Open jdries opened 1 month ago
It looks like the issue happened because the non-standard process read_vector was used. This returns a DelayedVector with the url as path and is read several times by a few processes. Perhaps it's better to deprecate this completely and promote the use of load_url instead? load_url should read the file once into memory (when it's called). However judging by the code it currently loads it twice (once in the dry_run and once in evaluate).
Job id on vlcc: j-24052742024d46d6b651c82d510441a6
@JeroenVerstraelen deprecation is of course fine, but isn't it also possible now to just replace the implementation behind read_vector with the one from load_url? That would fix existing process graphs and reduce maintenance on our side.
Not sure if that could cause small changes in behaviour of read_vector, because one uses DelayedVector and the other DriverVectorCube.

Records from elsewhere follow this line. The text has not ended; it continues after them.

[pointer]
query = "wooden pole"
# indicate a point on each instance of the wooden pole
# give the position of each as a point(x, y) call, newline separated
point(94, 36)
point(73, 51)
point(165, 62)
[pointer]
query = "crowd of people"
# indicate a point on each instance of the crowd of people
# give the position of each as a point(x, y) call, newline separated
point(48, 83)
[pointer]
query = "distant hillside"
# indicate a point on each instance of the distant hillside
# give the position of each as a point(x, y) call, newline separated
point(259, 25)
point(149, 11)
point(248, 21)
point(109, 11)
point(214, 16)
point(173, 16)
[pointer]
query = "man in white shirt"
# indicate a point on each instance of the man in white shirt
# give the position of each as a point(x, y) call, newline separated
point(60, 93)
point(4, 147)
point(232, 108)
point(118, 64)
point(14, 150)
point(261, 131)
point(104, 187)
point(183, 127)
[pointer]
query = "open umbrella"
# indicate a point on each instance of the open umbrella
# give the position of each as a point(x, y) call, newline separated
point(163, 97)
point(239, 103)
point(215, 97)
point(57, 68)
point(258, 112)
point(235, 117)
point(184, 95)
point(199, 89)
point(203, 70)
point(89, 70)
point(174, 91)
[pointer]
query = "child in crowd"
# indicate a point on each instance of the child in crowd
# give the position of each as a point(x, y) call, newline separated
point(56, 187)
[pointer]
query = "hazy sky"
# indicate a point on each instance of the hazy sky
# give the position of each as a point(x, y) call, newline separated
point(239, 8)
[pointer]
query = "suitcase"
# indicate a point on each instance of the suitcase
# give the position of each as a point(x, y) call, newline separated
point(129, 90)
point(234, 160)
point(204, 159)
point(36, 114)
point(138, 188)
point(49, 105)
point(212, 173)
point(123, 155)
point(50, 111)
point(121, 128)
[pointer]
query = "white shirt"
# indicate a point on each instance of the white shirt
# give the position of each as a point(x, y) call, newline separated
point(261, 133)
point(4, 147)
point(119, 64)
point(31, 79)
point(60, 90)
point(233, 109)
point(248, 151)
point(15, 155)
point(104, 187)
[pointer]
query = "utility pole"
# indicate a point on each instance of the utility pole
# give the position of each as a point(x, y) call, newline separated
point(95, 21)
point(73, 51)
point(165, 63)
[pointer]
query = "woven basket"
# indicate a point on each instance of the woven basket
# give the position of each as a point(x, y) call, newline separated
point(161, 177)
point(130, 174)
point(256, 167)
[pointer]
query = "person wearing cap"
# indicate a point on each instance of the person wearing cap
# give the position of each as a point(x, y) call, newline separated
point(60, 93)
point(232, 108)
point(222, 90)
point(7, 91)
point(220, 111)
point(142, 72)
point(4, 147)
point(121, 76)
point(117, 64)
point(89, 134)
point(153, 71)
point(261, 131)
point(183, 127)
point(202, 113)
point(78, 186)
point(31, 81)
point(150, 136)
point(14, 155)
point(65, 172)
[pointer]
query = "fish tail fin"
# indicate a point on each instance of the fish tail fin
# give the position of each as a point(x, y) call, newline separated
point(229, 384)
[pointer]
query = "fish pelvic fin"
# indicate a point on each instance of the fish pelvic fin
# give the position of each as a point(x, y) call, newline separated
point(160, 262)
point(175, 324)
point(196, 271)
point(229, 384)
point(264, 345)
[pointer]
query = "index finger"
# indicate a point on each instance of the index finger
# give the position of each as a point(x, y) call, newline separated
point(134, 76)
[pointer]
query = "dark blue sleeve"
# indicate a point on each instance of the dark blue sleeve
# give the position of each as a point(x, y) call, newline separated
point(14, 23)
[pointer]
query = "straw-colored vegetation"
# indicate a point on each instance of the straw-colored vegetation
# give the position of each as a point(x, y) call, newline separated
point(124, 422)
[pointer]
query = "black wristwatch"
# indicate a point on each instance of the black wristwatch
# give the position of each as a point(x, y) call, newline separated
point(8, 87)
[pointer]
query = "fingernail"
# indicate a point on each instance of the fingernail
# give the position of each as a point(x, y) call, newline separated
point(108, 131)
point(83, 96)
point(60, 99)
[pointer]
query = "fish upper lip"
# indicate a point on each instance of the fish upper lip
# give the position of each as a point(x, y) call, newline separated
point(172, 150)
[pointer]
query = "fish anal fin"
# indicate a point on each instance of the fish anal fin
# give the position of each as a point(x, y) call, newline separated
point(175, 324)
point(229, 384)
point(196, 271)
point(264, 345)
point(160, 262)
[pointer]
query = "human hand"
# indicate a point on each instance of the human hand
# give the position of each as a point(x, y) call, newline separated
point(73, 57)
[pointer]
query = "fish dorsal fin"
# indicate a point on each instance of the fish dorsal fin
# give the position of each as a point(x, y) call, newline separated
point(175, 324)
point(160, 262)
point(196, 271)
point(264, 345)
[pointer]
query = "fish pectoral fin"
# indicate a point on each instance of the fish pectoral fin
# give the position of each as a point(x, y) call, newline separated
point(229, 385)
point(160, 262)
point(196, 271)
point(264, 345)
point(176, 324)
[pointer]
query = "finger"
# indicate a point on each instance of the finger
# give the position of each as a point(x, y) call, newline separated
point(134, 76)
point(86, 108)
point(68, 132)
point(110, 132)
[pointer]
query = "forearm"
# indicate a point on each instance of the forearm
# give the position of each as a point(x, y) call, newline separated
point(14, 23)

I guess we need to be careful to not break old UDPs/workflows, or should it be fine?
we have been doing this careful migration for some time now, so I guess we should be at the point where we can simply clean up these last remaining sources of DelayedVector? I'm also not sure if there actually are differences. If there are, we may want to document them.
artifactory access logs show that geojson files get downloaded two times, from the same ip, often within a very short time frame, by python requests. This seems like a case where the code could use a bit more caching.